China’s highly anticipated Two Sessions begins next week in Beijing, with policymakers expected to maintain the 2024 GDP growth target at “around 5%,” according to ING analysts. Premier Li Qiang’s government work report on March 5 will outline key economic strategies for the year, with a strong focus on boosting domestic demand amid global uncertainties.
China has historically prioritized meeting growth targets, missing them significantly only twice since 1990. ING expects fiscal and monetary policies to align with this goal, suggesting stronger stimulus measures if needed. Analysts predict a shift from a “prudent” to a “moderately loose” monetary policy, marking the first major stance change since 2011. This could lead to a 30-basis-point rate cut and a 100bp reduction in the reserve requirement ratio (RRR), potentially starting in March.

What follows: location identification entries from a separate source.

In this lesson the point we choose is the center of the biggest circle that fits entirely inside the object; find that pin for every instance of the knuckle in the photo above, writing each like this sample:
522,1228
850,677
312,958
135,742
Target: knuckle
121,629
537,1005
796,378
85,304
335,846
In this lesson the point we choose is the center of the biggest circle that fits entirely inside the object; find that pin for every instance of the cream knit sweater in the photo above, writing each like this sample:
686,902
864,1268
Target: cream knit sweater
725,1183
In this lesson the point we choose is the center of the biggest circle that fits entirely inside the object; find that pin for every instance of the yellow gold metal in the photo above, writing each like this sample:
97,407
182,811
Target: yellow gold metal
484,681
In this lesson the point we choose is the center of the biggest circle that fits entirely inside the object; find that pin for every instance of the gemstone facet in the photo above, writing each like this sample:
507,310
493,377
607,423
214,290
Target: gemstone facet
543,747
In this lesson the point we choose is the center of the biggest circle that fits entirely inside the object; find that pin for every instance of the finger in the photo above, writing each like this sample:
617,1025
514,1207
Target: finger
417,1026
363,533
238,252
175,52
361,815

With external trade slowing due to rising protectionism, domestic demand is set to take center stage. Trade-in policies and equipment renewal subsidies may be introduced to drive consumption and investment. Despite speculation, ING does not anticipate a yuan devaluation to counter U.S. tariffs. Instead, policymakers are expected to maintain stability, keeping the USDCNY exchange rate between 7.00 and 7.40 throughout the year.
As China navigates economic challenges, its policy direction will be closely watched by global markets. The upcoming Two Sessions will provide crucial insights into how the world’s second-largest economy plans to sustain growth and tackle shifting economic dynamics.